In Forgotten Tales of Pittsburgh I was expecting to read about the not forgotten tales of Pittsburgh like the “fourth river” or the mysterious military plane the allegedly crashed into the Monongahela River and disappeared. I was pleasantly surprised that this was really about forgotten tales; some tragic, some funny, and some enlightening. I don’t know if you have to be from the Pittsburgh area to enjoy this, but it did make it more enjoyable to visualize where some of the events took place. In fact I took a ride this morning to see one of the places and drove on one of the other places that author Thomas White described.
It seems that in the mid to late 1800s roads were so poorly maintained (sounds much like today) that some enterprising folks took it upon themselves to make toll roads by laying wooden planks to create roads. One of the longest and busiest was Butler Plank Road. I actually drive by and use this road daily. I could never understand why it bore that name.
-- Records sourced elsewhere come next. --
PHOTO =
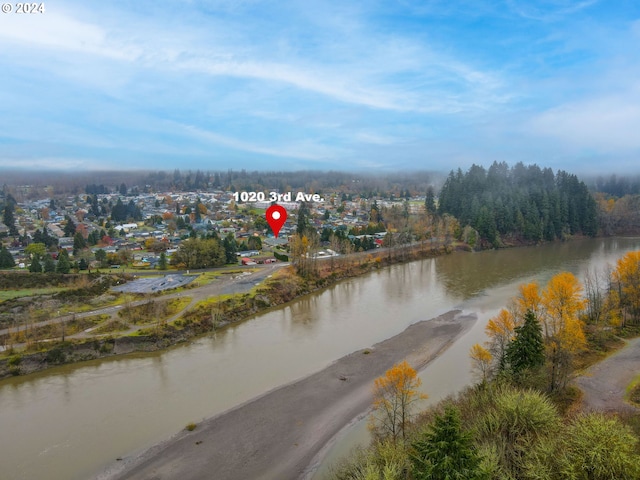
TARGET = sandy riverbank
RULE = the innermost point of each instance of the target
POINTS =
(277, 435)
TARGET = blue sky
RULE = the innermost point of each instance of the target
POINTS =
(377, 85)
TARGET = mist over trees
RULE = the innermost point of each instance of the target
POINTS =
(521, 201)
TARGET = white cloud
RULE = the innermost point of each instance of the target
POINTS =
(56, 31)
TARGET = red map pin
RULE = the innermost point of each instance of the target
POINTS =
(276, 216)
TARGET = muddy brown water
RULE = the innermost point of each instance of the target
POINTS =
(70, 423)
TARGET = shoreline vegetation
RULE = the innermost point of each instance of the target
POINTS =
(206, 316)
(304, 415)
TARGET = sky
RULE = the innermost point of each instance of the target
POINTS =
(360, 85)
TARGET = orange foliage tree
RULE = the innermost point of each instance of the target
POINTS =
(563, 303)
(394, 395)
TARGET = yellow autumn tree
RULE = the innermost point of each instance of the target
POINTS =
(562, 303)
(394, 396)
(481, 359)
(500, 330)
(625, 289)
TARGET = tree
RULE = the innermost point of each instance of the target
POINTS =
(430, 202)
(49, 266)
(79, 243)
(9, 219)
(36, 250)
(64, 264)
(230, 248)
(564, 335)
(526, 350)
(394, 396)
(69, 227)
(481, 359)
(254, 243)
(446, 452)
(303, 219)
(500, 330)
(162, 263)
(6, 259)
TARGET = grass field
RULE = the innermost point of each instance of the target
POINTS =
(29, 292)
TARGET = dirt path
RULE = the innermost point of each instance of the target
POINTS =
(604, 384)
(225, 284)
(278, 434)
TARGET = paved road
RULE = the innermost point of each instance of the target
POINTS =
(604, 384)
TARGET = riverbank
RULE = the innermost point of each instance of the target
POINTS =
(278, 434)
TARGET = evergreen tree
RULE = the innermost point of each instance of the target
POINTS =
(64, 264)
(526, 350)
(446, 452)
(9, 219)
(303, 219)
(162, 264)
(430, 200)
(6, 259)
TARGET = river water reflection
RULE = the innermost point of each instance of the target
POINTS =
(70, 422)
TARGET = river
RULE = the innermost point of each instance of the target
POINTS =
(70, 422)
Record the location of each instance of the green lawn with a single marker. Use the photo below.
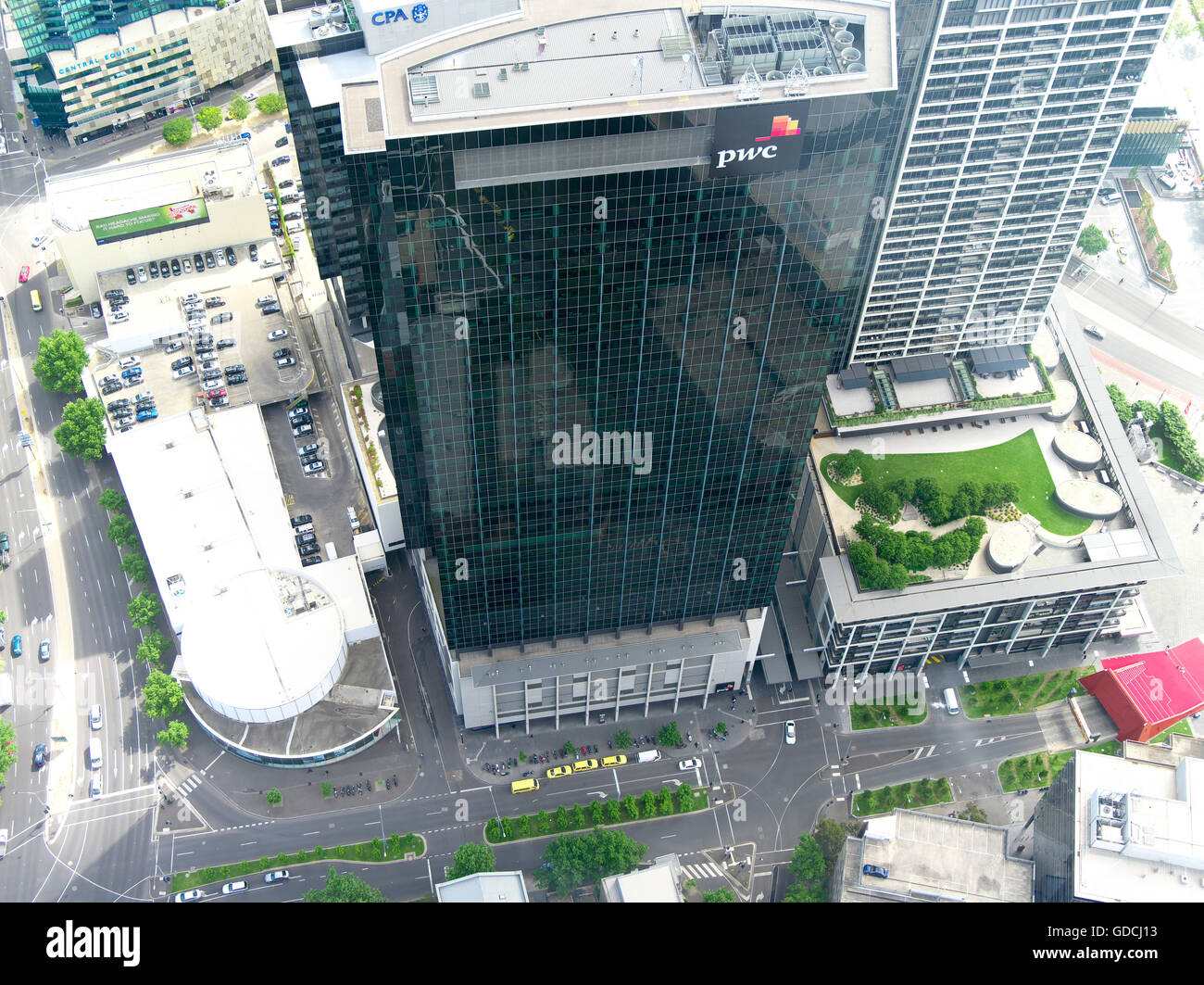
(1019, 461)
(907, 795)
(1015, 695)
(884, 713)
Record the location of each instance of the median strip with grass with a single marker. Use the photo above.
(1016, 695)
(907, 795)
(648, 806)
(885, 713)
(395, 849)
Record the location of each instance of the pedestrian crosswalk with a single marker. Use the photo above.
(703, 871)
(189, 785)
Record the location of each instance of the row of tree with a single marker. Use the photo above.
(179, 130)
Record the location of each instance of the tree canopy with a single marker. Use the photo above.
(161, 695)
(1092, 241)
(345, 889)
(470, 859)
(179, 132)
(61, 357)
(82, 431)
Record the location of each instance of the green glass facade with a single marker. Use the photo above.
(684, 322)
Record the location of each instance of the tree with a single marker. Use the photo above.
(269, 104)
(144, 610)
(112, 501)
(209, 119)
(1092, 241)
(470, 859)
(152, 648)
(669, 735)
(807, 863)
(82, 431)
(61, 358)
(121, 530)
(345, 889)
(239, 108)
(176, 734)
(135, 565)
(161, 695)
(576, 859)
(7, 748)
(179, 132)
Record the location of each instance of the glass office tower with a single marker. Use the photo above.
(601, 350)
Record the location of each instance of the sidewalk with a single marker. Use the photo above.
(480, 748)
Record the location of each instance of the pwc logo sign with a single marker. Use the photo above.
(753, 141)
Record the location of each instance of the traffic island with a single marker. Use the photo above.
(396, 848)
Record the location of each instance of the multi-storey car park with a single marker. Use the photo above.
(665, 225)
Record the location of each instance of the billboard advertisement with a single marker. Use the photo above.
(144, 221)
(758, 140)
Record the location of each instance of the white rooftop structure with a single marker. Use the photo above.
(1139, 830)
(484, 888)
(655, 884)
(261, 640)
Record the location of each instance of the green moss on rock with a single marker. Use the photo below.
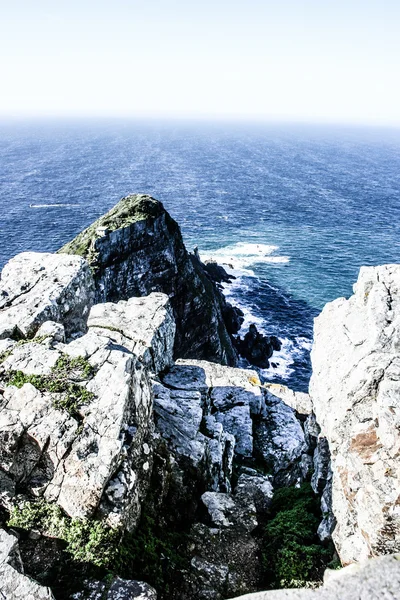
(70, 395)
(129, 210)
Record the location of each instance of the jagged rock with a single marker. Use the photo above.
(38, 287)
(136, 249)
(253, 495)
(96, 458)
(233, 318)
(257, 348)
(14, 585)
(230, 395)
(178, 417)
(279, 440)
(253, 487)
(119, 589)
(376, 579)
(224, 562)
(143, 325)
(299, 401)
(52, 330)
(216, 272)
(355, 391)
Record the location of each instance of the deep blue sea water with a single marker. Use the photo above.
(293, 211)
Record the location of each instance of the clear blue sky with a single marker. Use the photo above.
(310, 60)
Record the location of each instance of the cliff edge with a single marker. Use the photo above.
(137, 248)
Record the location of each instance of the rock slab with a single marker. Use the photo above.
(355, 389)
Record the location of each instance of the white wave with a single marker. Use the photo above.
(57, 205)
(237, 257)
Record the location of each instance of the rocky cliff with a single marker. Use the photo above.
(136, 249)
(119, 462)
(356, 396)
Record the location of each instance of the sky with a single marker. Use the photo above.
(274, 60)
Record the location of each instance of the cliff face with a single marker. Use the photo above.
(355, 388)
(136, 249)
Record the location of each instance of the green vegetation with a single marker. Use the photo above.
(150, 553)
(291, 551)
(129, 210)
(154, 553)
(59, 381)
(86, 541)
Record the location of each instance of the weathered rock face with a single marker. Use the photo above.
(145, 326)
(377, 579)
(136, 249)
(118, 589)
(14, 585)
(211, 417)
(76, 419)
(38, 287)
(258, 348)
(356, 395)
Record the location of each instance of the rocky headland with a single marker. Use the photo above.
(138, 461)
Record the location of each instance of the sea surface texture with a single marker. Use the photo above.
(292, 211)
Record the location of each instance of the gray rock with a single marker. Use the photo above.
(145, 326)
(14, 585)
(52, 330)
(377, 579)
(136, 249)
(179, 417)
(280, 441)
(299, 401)
(97, 460)
(355, 391)
(119, 589)
(38, 287)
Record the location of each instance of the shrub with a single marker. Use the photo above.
(291, 551)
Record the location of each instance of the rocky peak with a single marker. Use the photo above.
(137, 248)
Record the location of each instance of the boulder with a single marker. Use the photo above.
(279, 441)
(76, 419)
(118, 589)
(136, 249)
(145, 326)
(257, 348)
(356, 396)
(38, 287)
(377, 579)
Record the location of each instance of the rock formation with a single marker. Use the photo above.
(377, 579)
(136, 249)
(103, 433)
(355, 391)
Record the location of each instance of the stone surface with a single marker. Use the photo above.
(356, 396)
(119, 589)
(145, 326)
(38, 287)
(14, 585)
(377, 579)
(280, 441)
(136, 249)
(257, 348)
(97, 459)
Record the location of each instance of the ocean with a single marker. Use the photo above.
(293, 211)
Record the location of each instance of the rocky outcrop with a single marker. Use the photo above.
(136, 249)
(39, 287)
(377, 579)
(118, 589)
(14, 585)
(76, 419)
(356, 396)
(257, 348)
(145, 326)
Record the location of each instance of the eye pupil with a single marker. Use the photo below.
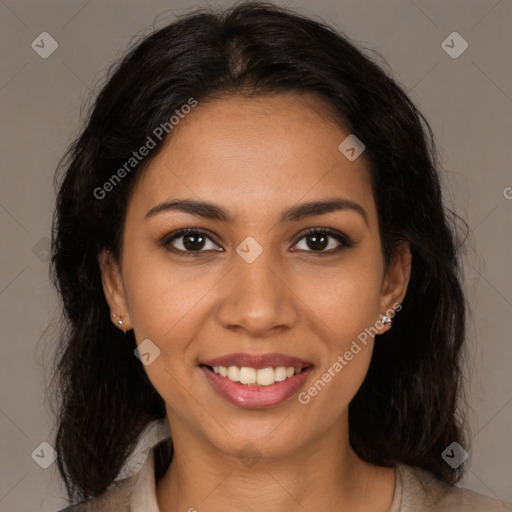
(319, 241)
(190, 241)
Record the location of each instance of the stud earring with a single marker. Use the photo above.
(119, 322)
(386, 320)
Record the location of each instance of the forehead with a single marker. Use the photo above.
(253, 153)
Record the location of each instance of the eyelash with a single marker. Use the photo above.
(345, 241)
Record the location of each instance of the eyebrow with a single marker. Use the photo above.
(295, 213)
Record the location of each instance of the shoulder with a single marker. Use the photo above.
(422, 491)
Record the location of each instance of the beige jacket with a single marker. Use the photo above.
(415, 491)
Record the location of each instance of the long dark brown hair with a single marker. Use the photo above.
(408, 408)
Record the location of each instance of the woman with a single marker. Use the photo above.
(251, 248)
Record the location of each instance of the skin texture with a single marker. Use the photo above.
(256, 157)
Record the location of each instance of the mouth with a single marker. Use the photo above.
(256, 381)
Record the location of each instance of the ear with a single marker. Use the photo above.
(395, 281)
(113, 289)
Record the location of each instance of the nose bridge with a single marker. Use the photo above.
(257, 298)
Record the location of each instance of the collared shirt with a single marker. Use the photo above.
(415, 491)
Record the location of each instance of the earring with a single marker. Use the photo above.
(119, 322)
(386, 320)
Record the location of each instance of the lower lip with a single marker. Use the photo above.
(256, 397)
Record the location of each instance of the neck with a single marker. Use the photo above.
(322, 475)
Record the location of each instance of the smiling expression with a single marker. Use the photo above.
(249, 286)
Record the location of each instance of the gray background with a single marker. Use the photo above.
(467, 100)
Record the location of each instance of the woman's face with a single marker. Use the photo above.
(252, 289)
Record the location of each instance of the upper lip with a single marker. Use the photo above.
(257, 361)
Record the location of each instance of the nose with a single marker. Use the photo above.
(256, 298)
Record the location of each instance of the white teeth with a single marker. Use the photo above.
(260, 377)
(247, 375)
(280, 373)
(265, 376)
(233, 373)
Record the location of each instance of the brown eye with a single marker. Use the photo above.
(323, 241)
(189, 241)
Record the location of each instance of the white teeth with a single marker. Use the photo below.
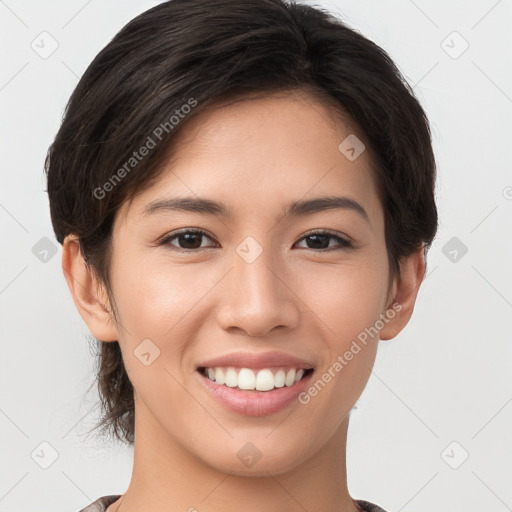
(231, 378)
(246, 379)
(220, 377)
(290, 377)
(279, 379)
(259, 380)
(264, 380)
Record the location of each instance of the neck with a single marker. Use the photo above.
(167, 477)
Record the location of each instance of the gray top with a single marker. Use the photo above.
(101, 504)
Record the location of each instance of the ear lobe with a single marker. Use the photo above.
(412, 271)
(88, 295)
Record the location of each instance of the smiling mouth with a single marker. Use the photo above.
(260, 380)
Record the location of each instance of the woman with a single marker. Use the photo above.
(244, 192)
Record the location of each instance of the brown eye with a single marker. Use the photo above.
(319, 240)
(187, 239)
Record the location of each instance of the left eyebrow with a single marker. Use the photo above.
(293, 209)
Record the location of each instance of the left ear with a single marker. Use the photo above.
(412, 271)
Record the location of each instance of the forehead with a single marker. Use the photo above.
(257, 155)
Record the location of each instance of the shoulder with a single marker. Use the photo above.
(101, 504)
(369, 507)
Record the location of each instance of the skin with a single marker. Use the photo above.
(255, 156)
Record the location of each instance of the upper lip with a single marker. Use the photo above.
(257, 360)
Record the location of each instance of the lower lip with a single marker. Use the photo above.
(255, 403)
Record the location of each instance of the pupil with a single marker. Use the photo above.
(189, 236)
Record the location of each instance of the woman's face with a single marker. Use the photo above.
(255, 283)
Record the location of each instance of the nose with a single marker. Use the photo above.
(258, 297)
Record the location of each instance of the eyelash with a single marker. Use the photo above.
(344, 243)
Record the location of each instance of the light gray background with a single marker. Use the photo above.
(446, 378)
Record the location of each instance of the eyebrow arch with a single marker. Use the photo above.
(293, 209)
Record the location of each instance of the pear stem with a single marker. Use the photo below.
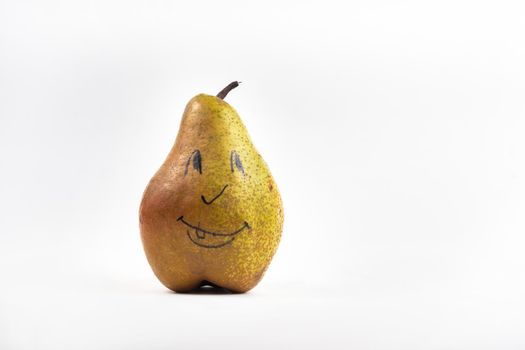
(227, 89)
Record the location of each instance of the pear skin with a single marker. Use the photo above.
(212, 214)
Those of us who have interest in Pittsburgh’s history can be a little snotty and no example is better than the Lewis and Clark Expedition. There was much national ballyhoo years ago when there were celebrations over the anniversary. Pittsburghers were screaming for attention to remind media-types that their expedition actually started here. Many believed that it started in Elizabeth, Pa just south of Pittsburgh. This was where it was generally believed that Lewis had his boat built. Thomas White makes a good argument that perhaps the boat was actually constructed in Pittsburgh at a boatyard on the Monongahela River.
My destination today was a local cemetary located on Cemetary Lane in Pittsburgh’s North Hills where Charles Taze Russell is buried. Minister Russell is famous for founding the Jehovah’s Witnesses. There is a unique pyramid monument near Russell’s grave. Something came over me as I read this and I had to see it for myself.
I thoroughly enjoyed the Tales and highly recommend them for all Pittsburghers.